@Left hook ,
Then cultivate something.
You're a grownup. So ask - would you like to take a class together? Do you want to try a new hobby together? Let's plan a vacation together, just the two of us.
Get a museum membership for just the two of you (
not the kids - get them another activity during this time), or a summer pass to the beach or local theater. Take up cosplaying and start to go to local conventions that cater to a fandom you share. Go hunt Pokémon. Start a garden. Take up running, and start doing 5ks together. Go to church together.
Whatever works.
Try it.
You can also try counseling, BTW, if any of that doesn't fly.
You have children and you have been together for a long time, and congratulations on getting sober. That's wonderful news and it's an achievement not many people can claim.

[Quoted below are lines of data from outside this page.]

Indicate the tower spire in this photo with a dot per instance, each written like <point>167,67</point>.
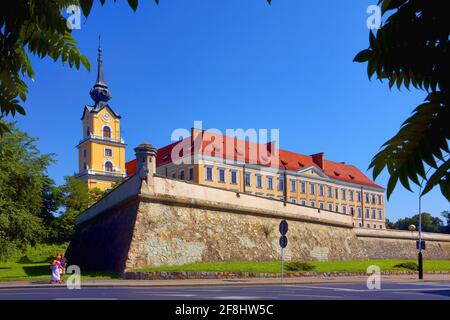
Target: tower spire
<point>100,92</point>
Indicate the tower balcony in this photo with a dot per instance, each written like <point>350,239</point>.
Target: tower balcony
<point>92,172</point>
<point>103,139</point>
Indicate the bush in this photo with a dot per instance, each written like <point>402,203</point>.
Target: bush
<point>299,266</point>
<point>407,265</point>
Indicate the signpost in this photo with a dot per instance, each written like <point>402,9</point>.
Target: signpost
<point>284,227</point>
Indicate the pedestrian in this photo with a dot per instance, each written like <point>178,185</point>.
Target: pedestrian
<point>56,269</point>
<point>64,263</point>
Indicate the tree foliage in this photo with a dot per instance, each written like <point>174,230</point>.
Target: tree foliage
<point>412,49</point>
<point>22,179</point>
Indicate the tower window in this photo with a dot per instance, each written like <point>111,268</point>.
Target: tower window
<point>108,166</point>
<point>106,132</point>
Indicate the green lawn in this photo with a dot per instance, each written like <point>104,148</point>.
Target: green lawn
<point>34,264</point>
<point>322,266</point>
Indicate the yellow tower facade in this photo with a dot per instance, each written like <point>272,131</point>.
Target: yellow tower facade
<point>101,151</point>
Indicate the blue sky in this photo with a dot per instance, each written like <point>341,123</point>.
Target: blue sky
<point>230,64</point>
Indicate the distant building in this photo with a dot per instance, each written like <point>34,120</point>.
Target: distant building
<point>229,163</point>
<point>305,180</point>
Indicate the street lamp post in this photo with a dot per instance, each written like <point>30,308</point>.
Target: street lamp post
<point>420,257</point>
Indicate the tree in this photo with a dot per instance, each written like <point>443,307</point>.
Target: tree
<point>429,223</point>
<point>412,49</point>
<point>76,198</point>
<point>22,179</point>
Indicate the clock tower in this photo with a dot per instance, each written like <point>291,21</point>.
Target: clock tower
<point>101,151</point>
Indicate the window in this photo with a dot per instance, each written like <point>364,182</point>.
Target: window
<point>209,173</point>
<point>293,185</point>
<point>106,132</point>
<point>108,152</point>
<point>247,179</point>
<point>343,191</point>
<point>269,183</point>
<point>259,181</point>
<point>221,175</point>
<point>281,183</point>
<point>108,166</point>
<point>233,177</point>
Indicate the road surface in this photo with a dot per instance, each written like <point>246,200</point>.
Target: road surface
<point>354,291</point>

But what also happened when you got sober is that you realized you had changed, and so had your wife.
#SpoilerAlert - people change over time. A lot. You aren't the teenager you were when you first met, when having a few bands in common and hating Spanish class were enough to get you to bond. Things have changed.
#SecondSpoilerAlert - divorce is expensive and it will likely be difficult for your kids. It's not an impossibility (and in the long run, it could potentially turn out better for all, but we don't know that yet), but those things do need to be considered. So give it the old college try.
#ThirdSpoilerAlert - your wife may very well be flailing, too.
So this is why I am suggesting all of these things for you, as a couple, to do. Get your kids into summer camp or soccer or ballet or piano lessons or pay a babysitter or send them to your mother's if that's possible and at least try to make friends with your wife. Have something to talk about that isn't the kids, and you'll talk about that other thing, whether it's that Han shot first (he did) or how tough it is to make a soufflé rise or how to improve your running speeds or how the tomato plants are doing.